JAKARTA — Kepolisian Daerah Metro Jaya terus menunjukkan komitmen menjaga keseimbangan antara kebebasan berekspresi dan ketertiban umum dalam penanganan laporan dugaan ijazah palsu Presiden Joko Widodo. Di tengah derasnya arus opini di ruang digital, Polri menegaskan bahwa kebebasan berpendapat tidak dapat dilepaskan dari tanggung jawab hukum dan norma sosial.
Direktorat Reserse Kriminal Umum Polda Metro Jaya mencatat perkembangan signifikan dalam penanganan perkara ini. Dari sejumlah laporan yang masuk, sebagian telah ditingkatkan ke tahap penyidikan setelah penyidik menemukan unsur pidana yang memenuhi syarat. Langkah ini diambil melalui proses yang terbuka dan terukur, termasuk gelar perkara khusus yang melibatkan pelapor dan pihak terlapor.
Direktur Reserse Kriminal Umum Polda Metro Jaya, Kombes Pol. Dr. Iman Imanuddin, menegaskan bahwa penegakan hukum dilakukan secara profesional dan proporsional. Menurutnya, kebebasan berekspresi yang diagungkan secara absolut tetap memiliki batas moral dan norma untuk menghormati kesusilaan serta ketertiban umum. Prinsip inilah yang menjadi rujukan utama kepolisian dalam menangani perkara-perkara yang menyentuh ruang publik dan kepercayaan masyarakat.
Dalam proses penyidikan, kepolisian juga menghadirkan bukti-bukti autentik, termasuk dokumen akademik asli Presiden Jokowi dari berbagai jenjang pendidikan. Verifikasi dilakukan secara menyeluruh dengan melibatkan ahli dan institusi terkait. Universitas Gadjah Mada sebagai penerbit ijazah kembali menegaskan keabsahan dokumen tersebut, yang kemudian diperkuat oleh hasil uji forensik.
Transparansi yang ditunjukkan Polri melalui pembukaan dokumen dan mekanisme gelar perkara diapresiasi banyak kalangan.
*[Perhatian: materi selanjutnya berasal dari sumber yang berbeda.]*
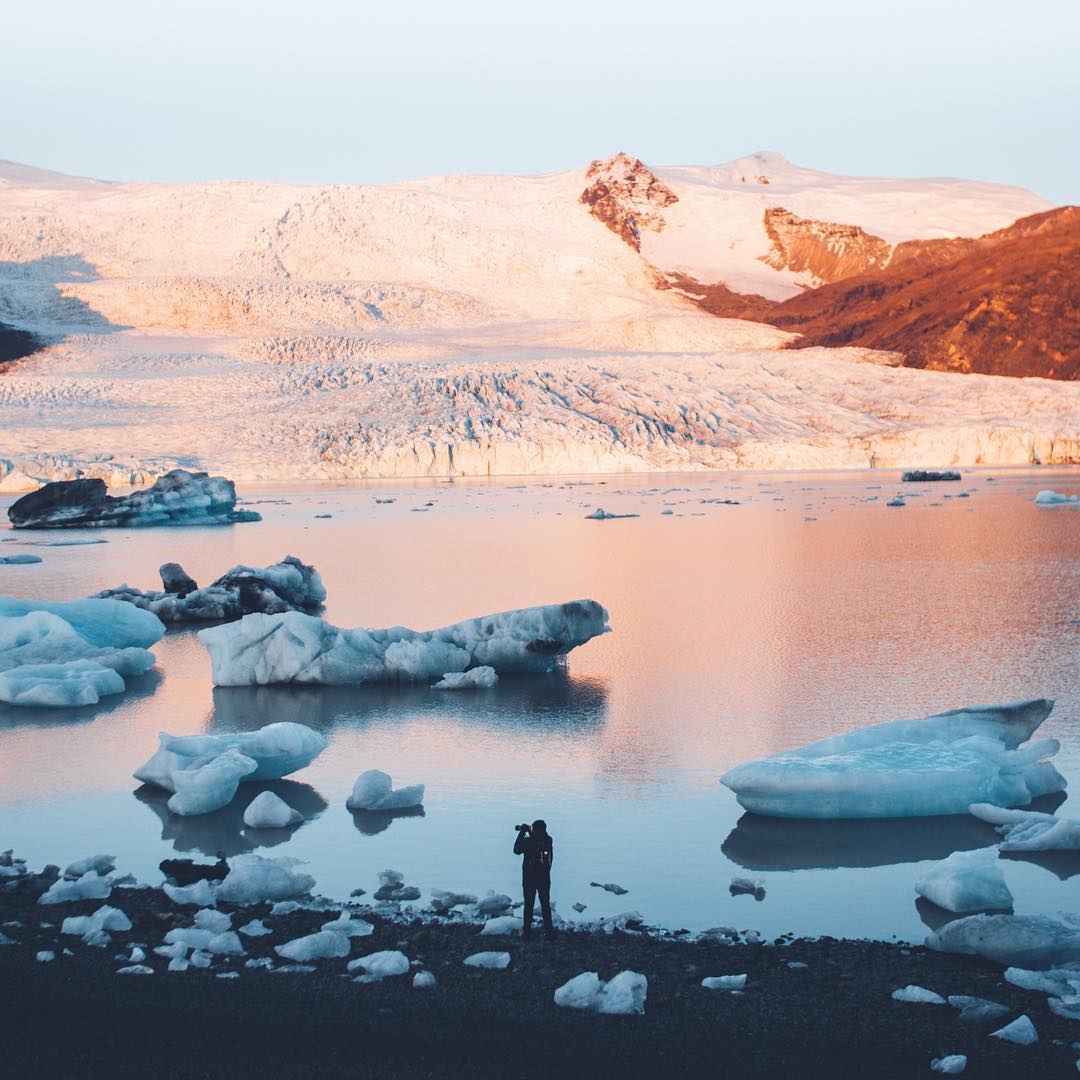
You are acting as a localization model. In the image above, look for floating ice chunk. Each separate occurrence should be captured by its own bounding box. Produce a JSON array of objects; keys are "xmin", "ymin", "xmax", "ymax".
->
[
  {"xmin": 274, "ymin": 930, "xmax": 351, "ymax": 963},
  {"xmin": 915, "ymin": 848, "xmax": 1013, "ymax": 914},
  {"xmin": 38, "ymin": 870, "xmax": 112, "ymax": 904},
  {"xmin": 1035, "ymin": 489, "xmax": 1080, "ymax": 507},
  {"xmin": 199, "ymin": 600, "xmax": 609, "ymax": 686},
  {"xmin": 321, "ymin": 912, "xmax": 375, "ymax": 937},
  {"xmin": 346, "ymin": 769, "xmax": 423, "ymax": 810},
  {"xmin": 892, "ymin": 985, "xmax": 945, "ymax": 1005},
  {"xmin": 432, "ymin": 665, "xmax": 499, "ymax": 690},
  {"xmin": 968, "ymin": 802, "xmax": 1080, "ymax": 851},
  {"xmin": 161, "ymin": 878, "xmax": 220, "ymax": 907},
  {"xmin": 990, "ymin": 1013, "xmax": 1039, "ymax": 1047},
  {"xmin": 348, "ymin": 949, "xmax": 409, "ymax": 982},
  {"xmin": 555, "ymin": 971, "xmax": 649, "ymax": 1015},
  {"xmin": 930, "ymin": 1054, "xmax": 968, "ymax": 1076},
  {"xmin": 481, "ymin": 915, "xmax": 525, "ymax": 934},
  {"xmin": 217, "ymin": 855, "xmax": 315, "ymax": 904},
  {"xmin": 64, "ymin": 855, "xmax": 117, "ymax": 881},
  {"xmin": 927, "ymin": 915, "xmax": 1080, "ymax": 968},
  {"xmin": 464, "ymin": 953, "xmax": 510, "ymax": 971},
  {"xmin": 721, "ymin": 700, "xmax": 1065, "ymax": 819},
  {"xmin": 244, "ymin": 792, "xmax": 303, "ymax": 828}
]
Langkah ini dinilai penting untuk mengakhiri polemik berkepanjangan sekaligus mencegah disinformasi berkembang lebih jauh di masyarakat.
Di sisi lain, kepolisian menegaskan bahwa proses hukum yang berjalan bukanlah upaya membungkam kritik. Fokus utama penyidikan adalah pada dugaan pencemaran nama baik dan penyebaran informasi yang dinilai tidak benar, bukan pada perbedaan pendapat atau kritik kebijakan. Pendekatan ini menegaskan posisi Polri sebagai penjaga hukum sekaligus pengawal demokrasi.
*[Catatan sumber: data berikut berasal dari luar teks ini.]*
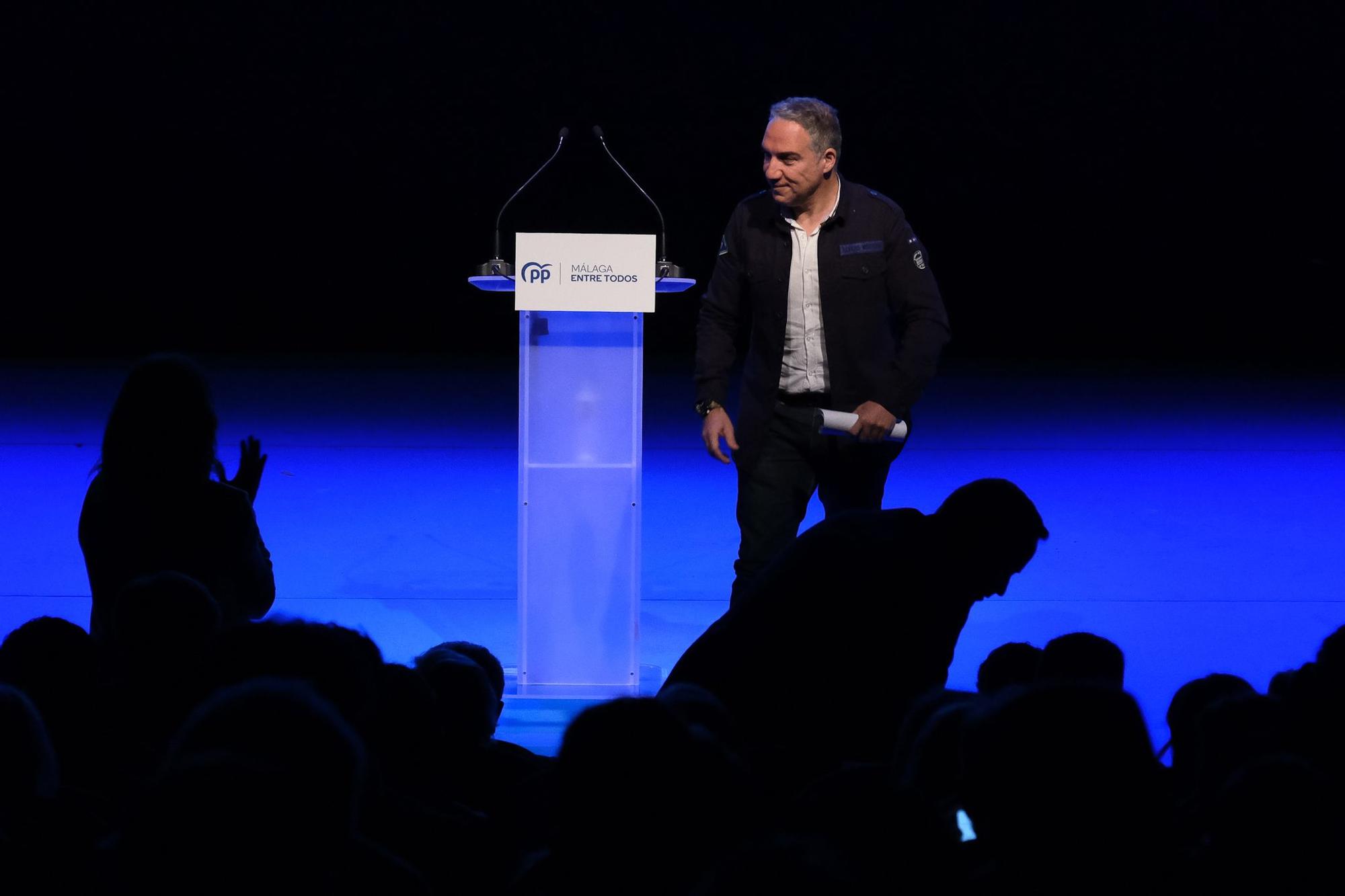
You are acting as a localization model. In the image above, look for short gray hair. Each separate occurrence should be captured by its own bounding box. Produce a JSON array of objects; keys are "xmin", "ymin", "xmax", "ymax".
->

Jaringan Aktivis Nusantara (JAN) memandang langkah Polda Metro Jaya sebagai upaya menjaga ruang publik tetap sehat dan rasional. Ketua JAN, Romadhon Jasn, menilai bahwa sikap Polri yang transparan dan terukur patut diapresiasi karena menunjukkan komitmen pada supremasi hukum tanpa reaksi berlebihan. “Ia menekankan bahwa kebebasan berekspresi harus ditempatkan dalam koridor tanggung jawab, agar tidak berubah menjadi alat pembentukan opini yang menyesatkan publik,” ungkapnya ke awak media, Kamis (25/12).
Menurut Romadhon, kasus ini dapat menjadi pembelajaran penting bagi masyarakat di era digital. Arus informasi yang cepat harus diimbangi dengan literasi hukum dan etika publik, agar ruang demokrasi tidak tercemar oleh tuduhan yang tidak berbasis fakta.
Penanganan perkara ini juga menunjukkan bahwa Polri semakin adaptif menghadapi tantangan zaman, khususnya dalam mengelola isu sensitif yang berkembang di media sosial. Pendekatan berbasis bukti, kehati-hatian dalam komunikasi publik, serta keterbukaan prosedural menjadi indikator penguatan profesionalisme institusi kepolisian.
Ke depan, hasil akhir dari proses hukum ini diharapkan menjadi preseden yang menegaskan batas antara kritik yang sah dan pelanggaran hukum di ruang digital. Dengan demikian, demokrasi dapat tumbuh sehat, sementara kepercayaan publik terhadap institusi penegak hukum tetap terjaga.
Polri menegaskan akan terus bekerja secara objektif dan independen, memastikan setiap perkara ditangani berdasarkan hukum dan fakta, demi menjaga ketertiban umum serta keadilan bagi seluruh warga negara.